Mike Markuson

Biographical details
- Born: June 15, 1961 (age 63) Farmington, Minnesota

Playing career
- 1979–1982: Hamline
- Position(s): Defensive tackle

Coaching career (HC unless noted)
- 1983: Farmington Senior HS (MN) (DL)
- 1984–1985: South Dakota State (DL)
- 1986: Hamline (DL)
- 1987–1988: Oklahoma State (GA)
- 1989: Notre Dame (GA)
- 1990: Austin Peay (OL)
- 1991–1992: Alabama A&M (OC/OL)
- 1993–1996: Murray State (OL)
- 1997: Boise State (OC/OL)
- 1998–2007: Arkansas (OL)
- 2008–2011: Ole Miss (OL)
- 2012: Wisconsin (OL)
- 2013: Northeast Mississippi CC (OL)
- 2014: Eastern Illinois (OL)
- 2015: UTSA (OL)
- 2016–2017: Hamilton Tiger-Cats (OL)
- 2020–2022: Jackson State (OL)

= Mike Markuson =

American gridiron football player and coach (born 1961)

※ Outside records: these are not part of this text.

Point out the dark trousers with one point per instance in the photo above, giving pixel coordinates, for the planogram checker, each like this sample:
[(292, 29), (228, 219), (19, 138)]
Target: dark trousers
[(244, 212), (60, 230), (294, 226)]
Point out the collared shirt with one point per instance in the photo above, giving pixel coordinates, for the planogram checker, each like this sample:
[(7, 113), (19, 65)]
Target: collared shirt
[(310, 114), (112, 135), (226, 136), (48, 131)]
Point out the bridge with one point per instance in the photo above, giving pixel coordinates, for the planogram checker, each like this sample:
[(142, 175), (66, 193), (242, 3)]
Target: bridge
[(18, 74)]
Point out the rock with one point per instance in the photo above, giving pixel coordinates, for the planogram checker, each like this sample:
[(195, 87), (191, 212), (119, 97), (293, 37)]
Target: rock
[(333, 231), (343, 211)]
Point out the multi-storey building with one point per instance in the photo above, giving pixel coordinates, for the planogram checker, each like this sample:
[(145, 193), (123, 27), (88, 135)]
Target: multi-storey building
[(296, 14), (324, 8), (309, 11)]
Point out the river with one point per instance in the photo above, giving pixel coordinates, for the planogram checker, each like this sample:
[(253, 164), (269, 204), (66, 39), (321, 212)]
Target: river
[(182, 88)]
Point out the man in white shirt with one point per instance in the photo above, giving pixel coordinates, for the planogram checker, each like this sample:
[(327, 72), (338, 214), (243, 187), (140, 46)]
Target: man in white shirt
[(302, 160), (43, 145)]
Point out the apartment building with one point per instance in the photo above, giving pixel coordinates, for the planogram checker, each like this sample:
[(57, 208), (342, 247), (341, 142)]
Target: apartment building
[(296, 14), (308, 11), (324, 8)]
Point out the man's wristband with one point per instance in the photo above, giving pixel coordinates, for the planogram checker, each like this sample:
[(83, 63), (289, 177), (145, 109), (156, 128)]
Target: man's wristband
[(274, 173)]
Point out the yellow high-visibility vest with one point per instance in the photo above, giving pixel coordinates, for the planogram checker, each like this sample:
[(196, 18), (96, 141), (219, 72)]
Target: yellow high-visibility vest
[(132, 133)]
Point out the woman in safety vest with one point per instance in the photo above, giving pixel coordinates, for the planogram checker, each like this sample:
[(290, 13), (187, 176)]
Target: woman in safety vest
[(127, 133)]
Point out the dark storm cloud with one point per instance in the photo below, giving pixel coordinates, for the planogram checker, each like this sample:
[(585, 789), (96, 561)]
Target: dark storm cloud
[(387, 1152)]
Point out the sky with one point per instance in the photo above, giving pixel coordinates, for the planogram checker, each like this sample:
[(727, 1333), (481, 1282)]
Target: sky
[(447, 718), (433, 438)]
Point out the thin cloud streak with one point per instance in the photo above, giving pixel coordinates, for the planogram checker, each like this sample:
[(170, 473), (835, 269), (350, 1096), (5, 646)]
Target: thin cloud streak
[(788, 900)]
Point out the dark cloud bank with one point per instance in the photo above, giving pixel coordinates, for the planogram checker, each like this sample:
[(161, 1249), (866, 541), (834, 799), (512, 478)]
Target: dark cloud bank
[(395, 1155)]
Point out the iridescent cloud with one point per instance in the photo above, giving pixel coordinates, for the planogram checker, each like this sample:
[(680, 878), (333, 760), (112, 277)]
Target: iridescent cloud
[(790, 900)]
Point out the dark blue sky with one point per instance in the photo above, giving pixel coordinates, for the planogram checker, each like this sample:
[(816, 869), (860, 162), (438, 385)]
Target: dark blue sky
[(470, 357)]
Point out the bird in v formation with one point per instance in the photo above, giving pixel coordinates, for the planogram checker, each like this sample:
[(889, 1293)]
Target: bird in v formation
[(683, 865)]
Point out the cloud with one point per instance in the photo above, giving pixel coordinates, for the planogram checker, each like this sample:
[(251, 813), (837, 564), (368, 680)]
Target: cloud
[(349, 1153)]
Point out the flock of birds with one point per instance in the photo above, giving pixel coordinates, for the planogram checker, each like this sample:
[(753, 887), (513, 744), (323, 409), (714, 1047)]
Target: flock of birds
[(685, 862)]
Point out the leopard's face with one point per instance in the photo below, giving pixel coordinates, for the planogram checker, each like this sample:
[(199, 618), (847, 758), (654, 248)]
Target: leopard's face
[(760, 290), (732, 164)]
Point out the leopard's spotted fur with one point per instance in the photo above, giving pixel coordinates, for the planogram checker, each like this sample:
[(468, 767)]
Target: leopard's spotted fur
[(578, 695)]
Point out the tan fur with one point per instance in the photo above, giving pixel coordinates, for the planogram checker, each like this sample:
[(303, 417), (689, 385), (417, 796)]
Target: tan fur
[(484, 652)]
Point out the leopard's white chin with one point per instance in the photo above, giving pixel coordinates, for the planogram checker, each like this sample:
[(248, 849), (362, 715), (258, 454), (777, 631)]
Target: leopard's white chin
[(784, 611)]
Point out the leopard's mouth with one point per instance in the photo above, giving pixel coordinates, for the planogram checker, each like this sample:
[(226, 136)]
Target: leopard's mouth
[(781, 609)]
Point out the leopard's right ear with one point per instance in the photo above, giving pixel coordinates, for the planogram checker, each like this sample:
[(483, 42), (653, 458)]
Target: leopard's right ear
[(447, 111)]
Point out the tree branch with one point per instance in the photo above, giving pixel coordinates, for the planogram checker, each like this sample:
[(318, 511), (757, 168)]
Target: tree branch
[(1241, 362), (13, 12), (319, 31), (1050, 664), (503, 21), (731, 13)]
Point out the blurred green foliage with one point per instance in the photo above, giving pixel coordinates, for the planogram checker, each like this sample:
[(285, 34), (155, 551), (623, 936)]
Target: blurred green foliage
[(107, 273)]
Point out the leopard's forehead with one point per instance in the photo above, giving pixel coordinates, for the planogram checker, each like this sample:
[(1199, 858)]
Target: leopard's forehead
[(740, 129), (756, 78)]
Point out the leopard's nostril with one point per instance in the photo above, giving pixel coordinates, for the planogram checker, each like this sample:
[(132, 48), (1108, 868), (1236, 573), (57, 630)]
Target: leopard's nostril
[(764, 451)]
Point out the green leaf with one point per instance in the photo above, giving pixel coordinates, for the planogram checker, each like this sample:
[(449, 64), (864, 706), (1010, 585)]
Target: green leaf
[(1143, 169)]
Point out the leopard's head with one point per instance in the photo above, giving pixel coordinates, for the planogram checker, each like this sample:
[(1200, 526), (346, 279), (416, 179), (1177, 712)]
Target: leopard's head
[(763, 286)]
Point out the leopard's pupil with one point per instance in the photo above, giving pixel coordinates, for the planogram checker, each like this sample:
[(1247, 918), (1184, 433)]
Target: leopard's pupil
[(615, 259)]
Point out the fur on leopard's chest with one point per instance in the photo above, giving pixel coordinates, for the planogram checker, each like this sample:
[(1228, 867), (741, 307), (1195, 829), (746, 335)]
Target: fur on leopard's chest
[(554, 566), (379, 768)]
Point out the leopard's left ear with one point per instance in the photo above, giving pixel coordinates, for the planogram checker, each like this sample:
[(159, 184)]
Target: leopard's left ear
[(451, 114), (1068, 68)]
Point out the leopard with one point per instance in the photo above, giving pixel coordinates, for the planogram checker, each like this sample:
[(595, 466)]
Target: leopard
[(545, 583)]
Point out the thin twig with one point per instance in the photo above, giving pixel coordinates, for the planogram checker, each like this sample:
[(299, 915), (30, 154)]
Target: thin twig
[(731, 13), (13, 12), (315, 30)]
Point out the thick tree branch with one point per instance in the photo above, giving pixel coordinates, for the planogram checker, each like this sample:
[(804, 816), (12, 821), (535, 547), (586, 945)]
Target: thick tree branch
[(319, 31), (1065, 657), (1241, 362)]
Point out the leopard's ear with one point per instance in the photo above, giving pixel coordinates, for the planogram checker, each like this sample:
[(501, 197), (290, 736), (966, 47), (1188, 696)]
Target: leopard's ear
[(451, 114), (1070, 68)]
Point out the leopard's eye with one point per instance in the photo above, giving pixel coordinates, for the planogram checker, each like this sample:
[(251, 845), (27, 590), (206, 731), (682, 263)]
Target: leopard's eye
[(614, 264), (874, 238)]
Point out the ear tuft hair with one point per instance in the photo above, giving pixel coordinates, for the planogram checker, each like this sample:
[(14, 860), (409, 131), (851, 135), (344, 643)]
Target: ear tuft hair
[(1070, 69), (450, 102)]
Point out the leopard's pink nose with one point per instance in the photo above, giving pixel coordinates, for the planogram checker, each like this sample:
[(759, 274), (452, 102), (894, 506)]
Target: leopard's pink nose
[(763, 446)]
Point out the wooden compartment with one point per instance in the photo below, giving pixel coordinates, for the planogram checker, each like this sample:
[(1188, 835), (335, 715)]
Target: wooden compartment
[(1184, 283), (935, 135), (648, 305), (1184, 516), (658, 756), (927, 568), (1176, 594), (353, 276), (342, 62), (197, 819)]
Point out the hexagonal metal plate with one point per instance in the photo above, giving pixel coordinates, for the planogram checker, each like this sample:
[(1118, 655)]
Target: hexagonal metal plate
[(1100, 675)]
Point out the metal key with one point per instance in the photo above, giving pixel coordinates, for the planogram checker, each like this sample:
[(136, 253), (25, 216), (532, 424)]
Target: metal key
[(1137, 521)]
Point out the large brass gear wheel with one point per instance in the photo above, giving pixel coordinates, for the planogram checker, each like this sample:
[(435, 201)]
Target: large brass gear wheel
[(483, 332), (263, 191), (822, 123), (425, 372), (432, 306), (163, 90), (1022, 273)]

Mike Markuson (born June 15, 1961) is an American gridiron football coach. He was formerly the offensive line coach for Jackson State and the Hamilton Tiger-Cats of the Canadian Football League (CFL). Markuson was the offensive line coach at the University of Wisconsin–Madison from January to September 9, 2012.

==Education==
Markuson is a 1979 graduate of Farmington Senior High School in Farmington, Minnesota. He earned his B.A. in psychology at Hamline University in 1983, and earned his M.S. in athletic administration at South Dakota State University in 1986. Markuson also played football for Hamline from 1979 to 1982 at the defensive tackle position.

==Coaching experience==
As an assistant coach, Markuson has coached on both the high school and college levels of football. He coached for his alma mater, Farmington High in 1983 as the defensive line coach. Overall, Markuson has coached at nine different colleges spread across the different division levels of NCAA football.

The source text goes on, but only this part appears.